Issue 139 February 2002
What Good is IrD, Eh?
Part 2: Wireless Communication

Short Stories

If you don’t have the protocol documentation on each layer printed and spread out all over the desk, it’s difficult to follow much of what I just went over. There is so much more that I haven’t talked about. As Arlo Guthrie sang in "Alice’s Restaurant," "I told you that story, so I can tell you this one…." If you needed to add IrDA to an embedded system, you had a ton of code to write in support of the standard, until now.

Microchip released a preprogrammed micro that handles all of the messy IrDA stuff (see Figure 9). Well, not all protocols, just the IrDA stack and serial emulation via the IrCOMM service. You hang an infrared transceiver onto the MCP2150 and it handles IrLAP, IrLMP, IAS, TINY-TP, and IrCOMM. You interface directly to the RX and TX pins on your micro. Additionally, DSR, CTS, RTS, and CD must be implemented by your micro’s hardware or emulated in software with additional I/O bits. These control lines allow you to monitor the status and activity of the link. Notably though, you no longer need to be concerned with the nitty-gritty of the IrDA standard.

If you recall from last month, I touched on some devices that handled formatting the datastream from a UART into IrDA-compatible IR communications. This was accomplished by decoding asynchronous non-idle bits of the UART into IR pulses and decoding IR pulses back into non-idle asynchronous bit times. One of the devices mentioned was the MCP2120 from Microchip. The MCP2150 adds the upper-level software IrDA layers to the physical interfacing abilities of the ’2120 to reduce design time to market. Although the MCP2150 does not support multi-point (more than two devices at a time) applications, the most common applications require only two devices—a primary device sending or receiving communication to or from a secondary device.

On the system side, the MCP2150 communicates with the serial port of the system at one of four fixed data rates (9600 to 115,200 bps). This system communications rate is independent from the IR data rate, which, as discussed earlier, defaults to 9600 bps and is automatically negotiated up to 115,200 bps. The MCP2150 requires an 11.0592-MHz crystal to generate the timing for both the system and IR data rate generation.

You may be asking, "Why are there extra control signals necessary beyond the normal TX and RX?" Well, the input and output buffers of the MCP2150 are limited to 64 bytes and the device can handle communication in one direction at a time. There must be a way of indicating the status of the communications link to the system.

These extra signals are similar to those used by an external modem connected to the system, thus, they are defined to emulate the same functions. The CD output (carrier detect) tells the system when a negotiated link has been established to perform a task. The data set ready (DSR) output indicates that the MCP2150 has initialized itself and is ready to go to work. The clear to send (CTS) output reflects the state of the input buffer, noting when the system can send data through TX.

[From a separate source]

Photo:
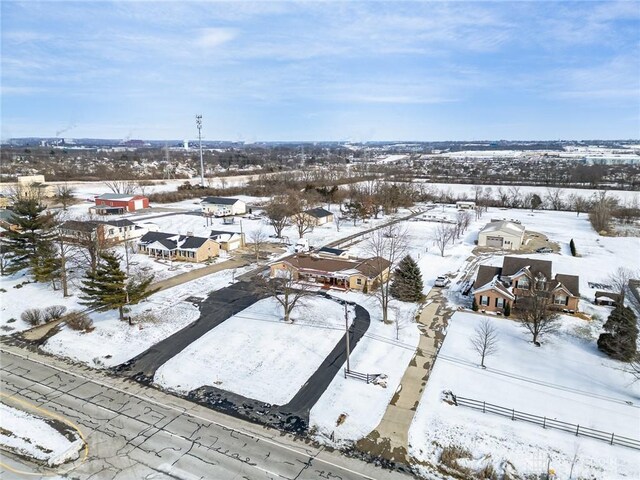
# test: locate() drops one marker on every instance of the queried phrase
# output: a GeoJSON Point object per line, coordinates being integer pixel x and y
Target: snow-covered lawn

Additionally, two input signals are used. The ready to send (RTS) input lets the MCP2150 know when the system is ready to receive data through RX. Lastly, the data terminal ready (DTR) input can be tied low, disabling Device ID Programming mode. This mode is necessary only if you wish to change the default device name, MCP 9-wire, within the MCP2150 to something more appropriate. For those of you who are highly interested in reducing current consumption to an absolute minimum, the ’2150 also provides an enable (EN) input that will reduce device consumption from milliamperes to microamperes.